US 12,265,455 B2
	Task failover
Guang Han Sui, Beijing (CN); Wei Ge, Beijing (CN); Lan Zhe Liu, Beijing (CN); Zhang Li Ping, Beijing (CN); and Er Tao Zhao, Beijing (CN)
Assigned to International Business Machines Corporation, Armonk, NY (US)
Filed by INTERNATIONAL BUSINESS MACHINES CORPORATION, Armonk, NY (US)
Filed on Oct. 29, 2021, as Appl. No. 17/452,787.
Prior Publication US 2023/0132831 A1, May 4, 2023
Int. Cl. G06F 9/46 (2006.01); G06F 9/48 (2006.01); G06F 9/50 (2006.01); G06F 11/07 (2006.01); G06F 11/20 (2006.01)

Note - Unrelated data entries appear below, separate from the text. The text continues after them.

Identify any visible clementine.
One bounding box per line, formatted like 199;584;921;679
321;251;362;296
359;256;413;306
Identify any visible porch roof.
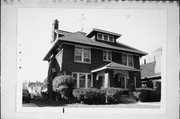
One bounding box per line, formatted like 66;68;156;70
91;62;140;73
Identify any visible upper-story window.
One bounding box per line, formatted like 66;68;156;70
103;50;112;61
74;46;91;63
97;33;114;42
122;54;134;67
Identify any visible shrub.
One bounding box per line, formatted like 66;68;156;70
73;88;105;104
52;75;75;101
73;88;124;104
101;88;124;104
136;88;161;102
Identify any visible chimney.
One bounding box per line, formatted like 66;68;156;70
51;19;59;43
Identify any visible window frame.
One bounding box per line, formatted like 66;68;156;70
103;50;112;62
97;33;114;43
72;72;93;89
74;45;91;64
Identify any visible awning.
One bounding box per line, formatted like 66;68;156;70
91;62;141;73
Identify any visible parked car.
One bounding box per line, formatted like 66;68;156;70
23;89;31;103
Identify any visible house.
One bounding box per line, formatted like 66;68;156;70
27;81;44;98
140;48;162;86
43;20;147;93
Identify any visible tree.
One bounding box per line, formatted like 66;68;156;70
52;75;75;101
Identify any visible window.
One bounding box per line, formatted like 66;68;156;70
79;74;86;88
122;54;133;67
75;47;82;61
128;55;133;67
104;35;108;41
84;48;91;62
97;33;103;40
109;36;114;42
74;47;91;63
97;33;114;42
72;73;77;87
72;72;92;88
122;54;127;65
103;50;112;61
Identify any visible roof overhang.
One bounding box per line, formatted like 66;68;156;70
86;28;121;39
91;62;141;73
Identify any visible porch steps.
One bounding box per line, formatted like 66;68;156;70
121;93;137;103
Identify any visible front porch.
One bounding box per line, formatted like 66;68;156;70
91;62;141;90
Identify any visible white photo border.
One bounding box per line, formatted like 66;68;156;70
1;1;179;119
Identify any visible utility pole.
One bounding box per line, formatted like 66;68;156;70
81;13;85;31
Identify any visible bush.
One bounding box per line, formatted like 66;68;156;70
136;88;161;102
73;88;124;104
73;88;105;104
52;75;75;101
101;88;124;104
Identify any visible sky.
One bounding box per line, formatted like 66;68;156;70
18;8;167;81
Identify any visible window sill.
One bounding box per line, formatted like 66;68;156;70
103;60;112;62
74;61;91;64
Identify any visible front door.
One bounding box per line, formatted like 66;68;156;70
115;74;127;89
119;76;127;89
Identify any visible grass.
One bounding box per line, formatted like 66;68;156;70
29;100;160;108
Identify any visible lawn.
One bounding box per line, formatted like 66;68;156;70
26;100;160;108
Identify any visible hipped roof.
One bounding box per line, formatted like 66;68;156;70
43;32;147;61
140;62;161;79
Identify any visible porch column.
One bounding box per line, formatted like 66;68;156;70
104;73;109;88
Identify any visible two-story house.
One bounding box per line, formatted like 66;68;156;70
43;20;146;93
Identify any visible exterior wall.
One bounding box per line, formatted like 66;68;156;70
62;44;107;75
128;72;141;90
133;56;140;69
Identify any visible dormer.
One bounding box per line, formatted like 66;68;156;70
86;28;121;43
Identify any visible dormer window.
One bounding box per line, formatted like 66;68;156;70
103;50;112;61
122;54;134;67
97;33;103;40
97;33;114;42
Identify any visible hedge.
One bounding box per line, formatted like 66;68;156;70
136;88;161;102
73;88;105;104
73;88;124;104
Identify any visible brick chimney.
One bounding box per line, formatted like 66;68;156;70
51;19;59;43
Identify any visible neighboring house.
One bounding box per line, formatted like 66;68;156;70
43;20;146;90
141;48;162;86
28;81;44;98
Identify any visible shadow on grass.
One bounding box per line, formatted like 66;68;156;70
31;100;66;107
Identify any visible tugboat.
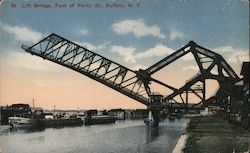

CPC G06F 11/203 (2013.01) [G06F 9/461 (2013.01); G06F 9/485 (2013.01); G06F 9/4856 (2013.01); G06F 9/5038 (2013.01); G06F 11/0709 (2013.01); G06F 2209/5021 (2013.01); G06F 2209/509 (2013.01)]

8 Claims

1. A computer-implemented method for task failover in a cloud environment, wherein the cloud environment includes a plurality of reclaimable nodes, comprising:

monitoring, by one or more processing units, if any node of the plurality of reclaimable nodes having one or more child nodes is to be reclaimed for executing other tasks, a reclaimable node executing in a spot instance in the cloud environment and being reclaimable at any time without delay for data storing;

determining, by one or more processing units, whether a task of the existing tasks on any node of the reclaimable nodes having one or more child nodes is recoverable, the task defined as recoverable if the task has been executed on the one or more child nodes for a period higher than a threshold and an impact will occur if associated task execution in the one or more child nodes is killed, the impact related to wasted calculations associated with task execution in the one or more child nodes;

storing, by one or more processing units, data of the recoverable task on the reclaimable node remotely in a stable node;

notifying, by one or more processing units, at least one associated task executed by at least one child node associated with a reclaimed node in the cloud environment to wait without abandoning the at least one associated task which results in a waste of calculation resources and delay of response;

connecting, by one or more processing units, the child node of the reclaimed node to the stable node which will not be reclaimed to interrupt task execution; and

continuing execution of the recoverable task and the at least one associated task on the stable node.